La fermeture de La Coupe au livre survient après que les propriétaires eurent tenté, en vain, de vendre leur commerce. Depuis plusieurs mois, il était de notoriété publique que le bar à vin et sa section librairie étaient en vente.
Le propriétaire, Jean-Pierre Tremblay, a préféré ne pas répondre aux questions du Nouvelliste hier. «C'est une fermeture, purement et simplement. Nous sommes en train de liquider l'inventaire et c'est tout ce qu'on peut dire», a-t-il simplement indiqué hier.
Au cours des dernières années, plusieurs changements avaient été tentés pour réduire les pertes de l'établissement. La Coupe au livre fonctionnait à heures réduites, avec un personnel limité.
De la Coupe au livre avait ouvert ses portes en novembre 2006 au 125 des Forges, occupant le rez-de-chaussée d'un immeuble appartenant à Olymbec. Rapidement, l'établissement est devenu un point d'intérêt au centre-ville, attirant l'attention de nombreux touristes par son caractère contemporain, design et original.
Les propriétaires Jean-Pierre Tremblay et Sylvie Dessureault, de la Librairie Clément Morin, avaient investi près d'un million de dollars pour aménager ce commerce hors du commun. Dix-sept emplois avaient été créés lors de son ouverture.
Souvent mentionné dans les articles ou les chroniques à saveur touristique comme étant un endroit unique et à découvrir à Trois-Rivières, De la Coupe au livre a plusieurs fois servi de lieu de diffusion pour des émissions spéciales de Radio-Canada ou d'endroit privilégié pour des concerts, des lancements, des événements culturels.

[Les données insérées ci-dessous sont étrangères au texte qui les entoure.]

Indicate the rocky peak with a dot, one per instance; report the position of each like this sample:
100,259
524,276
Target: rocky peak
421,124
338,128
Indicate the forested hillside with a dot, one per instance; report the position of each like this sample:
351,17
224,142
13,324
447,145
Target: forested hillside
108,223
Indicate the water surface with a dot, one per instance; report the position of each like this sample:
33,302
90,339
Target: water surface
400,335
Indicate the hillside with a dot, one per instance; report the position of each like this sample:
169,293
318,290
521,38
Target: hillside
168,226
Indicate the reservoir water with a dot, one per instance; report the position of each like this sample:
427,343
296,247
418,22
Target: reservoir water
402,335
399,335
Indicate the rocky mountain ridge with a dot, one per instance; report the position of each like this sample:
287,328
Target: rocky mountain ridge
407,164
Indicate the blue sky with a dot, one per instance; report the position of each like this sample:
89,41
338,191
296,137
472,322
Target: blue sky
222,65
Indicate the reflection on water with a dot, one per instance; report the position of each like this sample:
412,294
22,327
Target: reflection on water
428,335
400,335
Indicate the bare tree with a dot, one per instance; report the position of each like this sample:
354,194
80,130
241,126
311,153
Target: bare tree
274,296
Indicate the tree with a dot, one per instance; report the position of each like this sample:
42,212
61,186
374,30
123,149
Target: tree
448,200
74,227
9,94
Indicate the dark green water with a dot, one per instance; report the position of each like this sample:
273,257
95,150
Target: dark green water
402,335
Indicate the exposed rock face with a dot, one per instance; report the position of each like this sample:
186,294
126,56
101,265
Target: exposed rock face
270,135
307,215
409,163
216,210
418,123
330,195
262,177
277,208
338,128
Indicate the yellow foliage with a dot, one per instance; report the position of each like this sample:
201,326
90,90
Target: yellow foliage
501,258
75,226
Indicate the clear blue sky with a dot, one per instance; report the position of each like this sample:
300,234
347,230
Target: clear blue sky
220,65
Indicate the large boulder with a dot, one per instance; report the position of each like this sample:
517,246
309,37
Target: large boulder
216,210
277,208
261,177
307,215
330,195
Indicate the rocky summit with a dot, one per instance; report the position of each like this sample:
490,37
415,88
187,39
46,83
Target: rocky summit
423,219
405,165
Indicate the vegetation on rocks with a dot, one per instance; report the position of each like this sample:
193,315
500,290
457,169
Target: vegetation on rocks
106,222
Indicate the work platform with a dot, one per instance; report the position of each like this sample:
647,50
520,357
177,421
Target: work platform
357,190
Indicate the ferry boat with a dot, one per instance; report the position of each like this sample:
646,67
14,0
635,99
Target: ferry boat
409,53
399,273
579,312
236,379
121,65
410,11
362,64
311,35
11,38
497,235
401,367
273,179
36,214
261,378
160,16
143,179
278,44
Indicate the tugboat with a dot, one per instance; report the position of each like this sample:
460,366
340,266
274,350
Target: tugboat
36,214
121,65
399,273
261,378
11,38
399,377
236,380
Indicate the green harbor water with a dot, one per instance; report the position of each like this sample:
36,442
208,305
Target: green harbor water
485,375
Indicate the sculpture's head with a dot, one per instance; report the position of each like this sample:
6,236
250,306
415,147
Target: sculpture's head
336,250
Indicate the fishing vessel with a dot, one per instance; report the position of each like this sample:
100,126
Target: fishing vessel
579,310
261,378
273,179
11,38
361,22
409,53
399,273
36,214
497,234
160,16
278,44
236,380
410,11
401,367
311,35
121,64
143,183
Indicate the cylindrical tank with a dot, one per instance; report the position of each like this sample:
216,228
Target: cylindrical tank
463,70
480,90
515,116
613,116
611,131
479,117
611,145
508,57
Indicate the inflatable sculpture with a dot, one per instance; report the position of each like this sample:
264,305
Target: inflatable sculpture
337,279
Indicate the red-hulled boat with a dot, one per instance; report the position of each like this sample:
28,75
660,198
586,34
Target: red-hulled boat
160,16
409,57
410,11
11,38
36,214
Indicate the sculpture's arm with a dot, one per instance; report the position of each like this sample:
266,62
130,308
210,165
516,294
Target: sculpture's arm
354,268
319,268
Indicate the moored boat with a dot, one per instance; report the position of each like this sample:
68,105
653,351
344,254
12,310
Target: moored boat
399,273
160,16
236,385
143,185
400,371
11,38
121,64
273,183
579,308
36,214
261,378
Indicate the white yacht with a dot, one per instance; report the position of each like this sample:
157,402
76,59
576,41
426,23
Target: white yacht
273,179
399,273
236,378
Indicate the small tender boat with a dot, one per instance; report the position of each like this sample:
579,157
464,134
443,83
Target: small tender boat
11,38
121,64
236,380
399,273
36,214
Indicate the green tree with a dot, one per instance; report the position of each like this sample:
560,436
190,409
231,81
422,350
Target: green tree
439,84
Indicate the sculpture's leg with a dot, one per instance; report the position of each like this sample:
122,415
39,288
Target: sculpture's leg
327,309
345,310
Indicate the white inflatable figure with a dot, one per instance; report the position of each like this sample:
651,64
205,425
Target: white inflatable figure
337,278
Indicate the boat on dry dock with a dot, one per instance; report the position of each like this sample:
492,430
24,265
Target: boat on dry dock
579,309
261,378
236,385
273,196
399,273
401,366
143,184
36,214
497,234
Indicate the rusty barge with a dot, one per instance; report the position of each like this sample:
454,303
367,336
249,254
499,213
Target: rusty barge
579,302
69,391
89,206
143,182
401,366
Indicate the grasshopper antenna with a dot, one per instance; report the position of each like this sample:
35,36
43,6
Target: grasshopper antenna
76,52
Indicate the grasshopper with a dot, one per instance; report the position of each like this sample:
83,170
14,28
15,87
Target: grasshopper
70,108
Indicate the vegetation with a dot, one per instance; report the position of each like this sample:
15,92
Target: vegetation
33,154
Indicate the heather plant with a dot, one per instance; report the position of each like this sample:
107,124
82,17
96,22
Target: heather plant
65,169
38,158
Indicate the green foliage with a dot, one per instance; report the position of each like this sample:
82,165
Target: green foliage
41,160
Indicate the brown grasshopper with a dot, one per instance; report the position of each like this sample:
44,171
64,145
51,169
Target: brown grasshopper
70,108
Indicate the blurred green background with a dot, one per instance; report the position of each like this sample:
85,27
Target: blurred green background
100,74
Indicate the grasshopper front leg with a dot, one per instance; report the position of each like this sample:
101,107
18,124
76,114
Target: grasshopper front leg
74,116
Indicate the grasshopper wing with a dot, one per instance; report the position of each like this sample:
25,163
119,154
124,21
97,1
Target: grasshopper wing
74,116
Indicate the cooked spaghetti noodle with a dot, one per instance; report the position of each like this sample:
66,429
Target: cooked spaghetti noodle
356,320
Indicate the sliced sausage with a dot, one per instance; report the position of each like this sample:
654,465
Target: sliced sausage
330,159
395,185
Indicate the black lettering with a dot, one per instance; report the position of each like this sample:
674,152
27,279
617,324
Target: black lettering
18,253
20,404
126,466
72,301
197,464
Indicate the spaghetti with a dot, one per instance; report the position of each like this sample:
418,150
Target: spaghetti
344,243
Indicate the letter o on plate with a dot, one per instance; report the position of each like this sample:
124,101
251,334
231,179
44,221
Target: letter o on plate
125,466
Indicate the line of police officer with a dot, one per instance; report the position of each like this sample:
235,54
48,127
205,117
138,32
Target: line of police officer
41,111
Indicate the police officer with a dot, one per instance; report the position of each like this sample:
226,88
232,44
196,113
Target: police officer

Le Festival international de la poésie et le FestiVoix, entre autres, y tenaient de nombreuses activités.
Pour la Société de développement commercial de Trois-Rivières, la fermeture de La Coupe au livre est évidemment une perte importante.
«C'est certain qu'on est déçu. La Coupe au livre, c'était un nouveau concept, c'était original. On ne retrouvait pas ça ailleurs au Québec quand ç'a ouvert. Aujourd'hui, il y a un constat d'échec et on vit ça durement», note la directrice générale de la SDC Trois-Rivières, Catherine Raymond.
Celle-ci croit que le fait que ce commerce s'adressait à une clientèle plus restreinte n'a probablement pas aidé.
«Je sais que les propriétaires ont fait de gros efforts pour bien se tirer d'affaire et c'est ça qui est dommage. Ils avaient investi des sommes importantes pour donner un cachet à leur commerce», ajoute Mme Raymond.
La fermeture de La Coupe au livre ne semble pas, selon elle, être symptomatique d'une problématique inquiétante au centre-ville. Il existe d'autres concepts uniques et originaux comme le café-fleuriste Illico ou les boutiques Lounge et Océan. «Ces établissements-là ont aussi des clientèles ciblées et ils s'en sortent bien», note-t-elle.
L'espace occupé par De la Coupe au livre - environ 5400 pieds carrés - pourrait bien attirer d'autres commerçants intéressés à s'installer au centre-ville, estime Mme Raymond.
«On a des demandes et on va s'assurer de s'asseoir avec Olymbec pour voir leurs critères et s'assurer qu'on tire dans la même direction», conclut-elle.